Despite such measures, security challenges remain. Cybercriminal groups are opportunistic in the way they operate, using flaws in legitimate operating systems, tools, and cloud services to compromise networks. To effectively counter such behaviours, CISOs require unparalleled visibility and control over sensitive content that users upload, store and share via the cloud. Rather than relying on one-off fixes and reactive patches to protect confidential information, successful CISOs are eradicating exploitable vulnerabilities by deploying proactive, end-to-end solutions.
SMEs adopting cloud
Cyber criminals may see SMEs as easy targets because they often have weaker cyber security defenses as compared to larger enterprises. In 2016, 1 in 145 companies with 250 employees or less received malware. SMEs with limited budget spending on IT infrastructure do not have the capacity to build up their security requirements. To ensure cost-savings and efficiency, they often have less robust IT infrastructure, and less manpower dedicated to upkeep cyber security. In some cases, SMEs even do away with cyber security practices entirely – believing that their small size would make them unattractive targets.

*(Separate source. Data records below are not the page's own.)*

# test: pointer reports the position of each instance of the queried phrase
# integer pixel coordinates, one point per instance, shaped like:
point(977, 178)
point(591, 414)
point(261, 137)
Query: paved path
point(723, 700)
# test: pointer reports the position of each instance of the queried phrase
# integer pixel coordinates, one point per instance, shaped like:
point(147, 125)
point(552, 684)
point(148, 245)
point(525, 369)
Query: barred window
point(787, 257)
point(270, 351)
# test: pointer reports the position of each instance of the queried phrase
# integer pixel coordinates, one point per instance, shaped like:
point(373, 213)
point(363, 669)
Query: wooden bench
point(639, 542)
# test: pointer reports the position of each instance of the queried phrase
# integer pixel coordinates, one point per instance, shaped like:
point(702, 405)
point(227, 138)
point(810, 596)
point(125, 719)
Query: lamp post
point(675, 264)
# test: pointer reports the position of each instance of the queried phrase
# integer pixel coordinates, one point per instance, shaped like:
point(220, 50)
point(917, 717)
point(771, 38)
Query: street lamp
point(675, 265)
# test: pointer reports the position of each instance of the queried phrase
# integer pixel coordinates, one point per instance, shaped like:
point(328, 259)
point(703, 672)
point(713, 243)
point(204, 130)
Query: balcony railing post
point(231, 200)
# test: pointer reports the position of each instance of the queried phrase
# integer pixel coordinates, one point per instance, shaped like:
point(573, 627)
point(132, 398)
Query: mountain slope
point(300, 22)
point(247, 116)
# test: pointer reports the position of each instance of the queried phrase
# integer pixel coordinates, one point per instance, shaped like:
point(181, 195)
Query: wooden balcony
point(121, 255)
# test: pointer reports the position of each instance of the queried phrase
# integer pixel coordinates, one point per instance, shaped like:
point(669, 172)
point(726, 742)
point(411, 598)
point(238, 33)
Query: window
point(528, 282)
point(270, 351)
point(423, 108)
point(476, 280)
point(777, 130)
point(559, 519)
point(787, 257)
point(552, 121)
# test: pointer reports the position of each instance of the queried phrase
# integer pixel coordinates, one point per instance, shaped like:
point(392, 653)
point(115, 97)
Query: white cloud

By shifting their infrastructure into the cloud, SMEs could enjoy the levels of agility and data storage secuirty akin to that of an enterprise environment. Of course, it’s equally important that SMEs select the right cloud service provider, who can offer adequate security provision to ensure that their data is protected from basic vulnerabilities.
Enterprise customers are also moving to the cloud with the objective of sharing information with their business partners, or to allow their employees to be more agile in their work. Rather than spawning an internet facing server and building a security stack around it, they subscribe to highly secure cloud services, and focus on their business objectives in a digital workspace environment.
A number of ransomware attacks against cloud-based services demonstrated the susceptibility of cloud-based data to cybercrime attacks. In a recent high-profile case, tens of thousands of MongoDB open source databases were hijacked and held for ransom. The incident occurred after older MongoDB databases were left open by users in a default configuration setting. While there was no inherent security vulnerability in MongoDB itself, and the company alerted users about this issue, numerous older implementations that hadn’t applied security best practices remained online. More than 27,000
databases were reportedly hijacked. These attacks underlined the need for users to remain vigilant and ensure any open source software they are using is secure.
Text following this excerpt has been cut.